FIG. 6 is an enlarged partial reversed rear view of the assembly of FIG. 1, as shown in the area marked 6 in FIG. 1;

FIG. 7 is an isometric view of an alternate embodiment of the panel of FIG. 2;

FIG. 8 is a partial sectional view of the panel of FIG. 7, prior to manual bending of the panel;

FIG. 9 is an isometric view of an alternate embodiment of the connecting means of the panel according to the present invention;

FIG. 10 is an isometric view of an alternate construction element according to the present invention;

FIG. 11 is an isometric view of a sleeve for use with the construction element of FIG. 10;

FIG. 12 is an isometric view of the assembly of the installation of the construction element of FIG. 10 inside the sleeve element of FIG. 11;

FIG. 13 is a sectional view of the sleeve of a FIG. 11 installed over the construction element of FIG. 10, taken along the lines 1313;

FIG. 14 is an isometric view of an alternate embodiment of the construction element of FIG. 10;

FIG. 15 is an isometric view of a sample arrangement of an assembly of modular panel elements in accordance with the present invention;

FIG. 16 is an isometric view of a second sample arrangement of an assembly of modular panel elements in accordance with the present invention;

FIG. 17 is an isometric view of a third sample arrangement of an assembly of modular panel elements in accordance with the present invention;

FIG. 18 is an isometric view of a fourth sample arrangement of an assembly of modular panel elements in accordance with the present invention;

FIG. 19 is an isometric view of a fifth sample arrangement of an assembly of modular panel elements in accordance with the present invention; and

FIG. 20 is an isometric view of a sixth sample arrangement of an assembly of modular panel elements in accordance with the present invention.

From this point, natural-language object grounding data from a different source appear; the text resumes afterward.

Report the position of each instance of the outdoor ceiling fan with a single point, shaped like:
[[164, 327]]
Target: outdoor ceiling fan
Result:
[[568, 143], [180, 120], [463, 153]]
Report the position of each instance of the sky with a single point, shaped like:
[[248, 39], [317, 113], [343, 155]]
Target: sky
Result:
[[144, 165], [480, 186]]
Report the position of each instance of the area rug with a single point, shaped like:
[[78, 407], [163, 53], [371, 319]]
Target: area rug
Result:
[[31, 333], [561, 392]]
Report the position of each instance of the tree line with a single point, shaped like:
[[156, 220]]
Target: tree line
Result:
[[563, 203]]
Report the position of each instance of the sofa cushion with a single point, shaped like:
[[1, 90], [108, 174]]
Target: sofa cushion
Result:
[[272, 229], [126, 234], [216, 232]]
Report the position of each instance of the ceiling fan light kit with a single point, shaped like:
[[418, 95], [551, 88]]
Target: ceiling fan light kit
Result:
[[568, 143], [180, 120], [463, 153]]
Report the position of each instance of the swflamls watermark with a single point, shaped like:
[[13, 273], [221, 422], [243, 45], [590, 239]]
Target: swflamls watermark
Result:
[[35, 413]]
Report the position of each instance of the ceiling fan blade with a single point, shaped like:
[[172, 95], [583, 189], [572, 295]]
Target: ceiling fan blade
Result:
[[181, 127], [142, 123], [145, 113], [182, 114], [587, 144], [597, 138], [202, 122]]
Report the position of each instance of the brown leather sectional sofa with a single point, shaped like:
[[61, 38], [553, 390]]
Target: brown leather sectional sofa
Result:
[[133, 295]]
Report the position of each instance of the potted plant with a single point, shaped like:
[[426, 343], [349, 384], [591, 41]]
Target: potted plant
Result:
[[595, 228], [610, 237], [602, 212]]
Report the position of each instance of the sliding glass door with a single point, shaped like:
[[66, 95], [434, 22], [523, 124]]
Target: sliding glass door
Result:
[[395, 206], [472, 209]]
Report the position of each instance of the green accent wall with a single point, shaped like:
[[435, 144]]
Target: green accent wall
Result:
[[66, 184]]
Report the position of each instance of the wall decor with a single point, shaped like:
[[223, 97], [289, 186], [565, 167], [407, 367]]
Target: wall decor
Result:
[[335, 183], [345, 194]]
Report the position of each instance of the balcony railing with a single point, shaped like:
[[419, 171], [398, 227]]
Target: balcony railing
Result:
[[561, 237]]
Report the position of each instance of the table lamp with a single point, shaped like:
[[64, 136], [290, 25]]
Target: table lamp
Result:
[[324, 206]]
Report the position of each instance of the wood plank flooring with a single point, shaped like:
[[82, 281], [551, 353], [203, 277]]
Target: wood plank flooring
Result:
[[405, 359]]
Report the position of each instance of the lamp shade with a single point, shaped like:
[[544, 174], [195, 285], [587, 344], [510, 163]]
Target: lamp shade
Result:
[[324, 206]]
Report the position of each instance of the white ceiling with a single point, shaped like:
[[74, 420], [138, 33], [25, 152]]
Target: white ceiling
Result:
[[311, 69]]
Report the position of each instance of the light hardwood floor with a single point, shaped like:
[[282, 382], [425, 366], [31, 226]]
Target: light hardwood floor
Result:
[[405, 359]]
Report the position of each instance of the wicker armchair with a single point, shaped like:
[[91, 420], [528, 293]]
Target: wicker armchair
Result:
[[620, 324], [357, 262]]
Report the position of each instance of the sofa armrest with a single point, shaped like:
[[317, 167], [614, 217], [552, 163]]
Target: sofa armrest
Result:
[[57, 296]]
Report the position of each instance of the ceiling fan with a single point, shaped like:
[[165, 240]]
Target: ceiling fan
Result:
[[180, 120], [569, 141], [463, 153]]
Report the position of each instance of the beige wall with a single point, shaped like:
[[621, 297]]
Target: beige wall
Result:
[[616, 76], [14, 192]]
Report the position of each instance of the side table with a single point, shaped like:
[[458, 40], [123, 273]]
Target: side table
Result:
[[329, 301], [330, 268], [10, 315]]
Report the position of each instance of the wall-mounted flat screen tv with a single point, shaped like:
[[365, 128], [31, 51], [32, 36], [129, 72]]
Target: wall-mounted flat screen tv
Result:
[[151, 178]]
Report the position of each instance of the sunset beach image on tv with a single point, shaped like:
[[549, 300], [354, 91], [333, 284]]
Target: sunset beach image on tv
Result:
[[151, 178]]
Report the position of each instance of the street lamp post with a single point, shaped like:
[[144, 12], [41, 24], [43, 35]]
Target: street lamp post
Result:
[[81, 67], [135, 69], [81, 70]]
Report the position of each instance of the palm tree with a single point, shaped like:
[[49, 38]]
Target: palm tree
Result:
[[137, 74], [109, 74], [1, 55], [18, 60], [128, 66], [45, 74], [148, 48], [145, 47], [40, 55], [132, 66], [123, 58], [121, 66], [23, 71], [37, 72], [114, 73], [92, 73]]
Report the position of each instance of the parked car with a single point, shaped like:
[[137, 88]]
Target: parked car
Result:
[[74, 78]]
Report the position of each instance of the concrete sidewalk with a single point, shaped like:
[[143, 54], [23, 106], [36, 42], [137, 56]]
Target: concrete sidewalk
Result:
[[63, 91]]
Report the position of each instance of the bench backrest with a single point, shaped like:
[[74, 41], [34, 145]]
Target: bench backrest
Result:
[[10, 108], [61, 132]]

DETAILED DESCRIPTION OF THE PREFERRED EMBODIMENTS

A display board assembly incorporating modular panel elements according to the present invention is shown generally at 10 in the figures. Display board assembly 10, in its simplest form, comprises terminal panels 12 and intermediate panel 14. Terminal panels 12 are connected to intermediate panel 14 at connections 16, and are positioned relative to intermediate panel 14 at an angle A. Depending on the manner in which panels 12 and 14 are interfitted, angle A may be varied as desired, as will be discussed further below. For example, angle A may be any angle, including 180 (ie. a planar alignment of panels), as demonstrated in FIG. 15, however an angle A of about 135 or less is generally preferred, especially between an intermediate panel 14 and an terminal panel 12 as shown in FIG. 1, to permit interfitted panels to be self-supporting and free standing, yielding a robust display board assembly 10

Referring to FIG. 2, intermediate panel 14 comprises a top 20, sides 22 and 24, a bottom 26, a back face 27 and a front face 28, and has a central panel or display portion 29 and connecting means 30 along sides 22 and 24. Connecting means 30 comprises a plurality of fingers 32 spaced-apart by slots or notches 36. Fingers 32 have tips 34 and notches 36 have a roots 37. Tips 34 and roots 37 may have a curvilinear profile 38, as shown in FIG. 2, or a rectilinear profile 40, as shown in FIG. 3, or any other desired profile. Preferably, however, a simple profile is chosen to facilitate both manufacture and interconnection of panels 12 and. 14.

Fingers 32 on opposing sides 22 and 24 of intermediate panel 14 are preferably offset, ie. a finger 32 on side 22 corresponds to the location of a notch 36 on the opposing side 24. This permits identical adjacent intermediate panels 14 to be interconnected because a finger 32 will be located opposite a notch 36 on an adjacent panel 14 or 12, thereby permitting the fingers 32 to be interfitted.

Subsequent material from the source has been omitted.